Cette déduction de l’Onep est fondée sur le micmac dans cet épineux dossier. Le 19 octobre à Libreville, l’Onep et Total Gabon se sont retrouvés autour de Julien Nkoghe Bekale pour traiter du licenciement des six employés de l’opérateur pétrolier. Après le différend opposant Total Gabon et ses employés représentés par l’Onep, et le déclenchement d’une grève de 15 jours, le 9 juillet, six salariés de l’opérateur pétrolier avaient été licenciés pour «faute lourde».

Ayant pris connaissance de la version des faits des deux parties lors de la première rencontre, le ministre du Travail a souhaité avoir des entretiens avec les six employés concernés. Les entretiens se sont déroulés le 20 octobre en présence des collaborateurs du ministre, les délégués du personnel de Total Gabon et les membres du bureau de l’Onep. Le membre du gouvernement a cependant souhaité une nouvelle rencontre avec les six employés concernés, mais seulement entre eux et lui.
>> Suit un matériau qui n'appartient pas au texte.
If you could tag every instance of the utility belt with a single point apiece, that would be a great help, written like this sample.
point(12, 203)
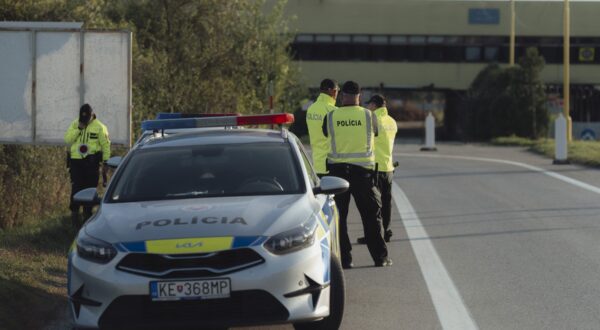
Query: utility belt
point(350, 168)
Le nouveau rendez-vous a été confirmé le 21 octobre en matinée. Le lendemain dans l’après-midi, le ministre devait également rencontrer les membres du bureau de l’Onep. «Le 21 octobre, le ministre a reçu les six travailleurs à huis clos. En soirée, les employés sont informés que les ministres les reçoit le lendemain, le 22 octobre, en présence du directeur général de Total Gabon», a relaté le secrétaire général de l’Onep. «Dans le même temps, le bureau de l’Onep est informé que le rendez-vous du 22 octobre est reporté à une date ultérieure», a poursuivi Sylvain Mayabi Binet.

Or, «dans le but de protéger les six employés mis sous pression par Total Gabon et par l’administration», l’Onep a conditionné sa présence ou celle des délégués du personnel à toute nouvelle rencontre entre les six travailleurs avec l’administration du Travail et/ou Total Gabon. Dans le même temps, l’Onep a rappelé au ministre du Travail que «la pression exercée actuellement sur les six employés n’est pas nécessaire», car il dispose déjà de «toute la matière pour trancher cette affaire».

Si les six employés ont validé la présence de l’Onep et/ou des délégués syndicaux à cette énième rencontre avec le ministre du Travail, cela n’a pas été confirmé par Julien Nkogue Bekale ; au point que la réunion du 22 octobre n’a plus eu lieu. Du coup, la délégation de l’Onep a regagné Port-Gentil le 23 octobre.

Surprise par l’atermoiement du ministre, l’Onep a indiqué que «le temps est arrivé de faire le point de la mobilisation générale du secteur pétrolier et des activités connexes lancées le 1er octobre 2018 ; et de traduire en actes les choix qui auront été majoritairement exprimés par les assemblées générales décisionnelles, si entre temps la situation n’a pas évolué dans le sens attendu». Une nouvelle grève dans le secteur pétrolier n’est donc pas à exclure.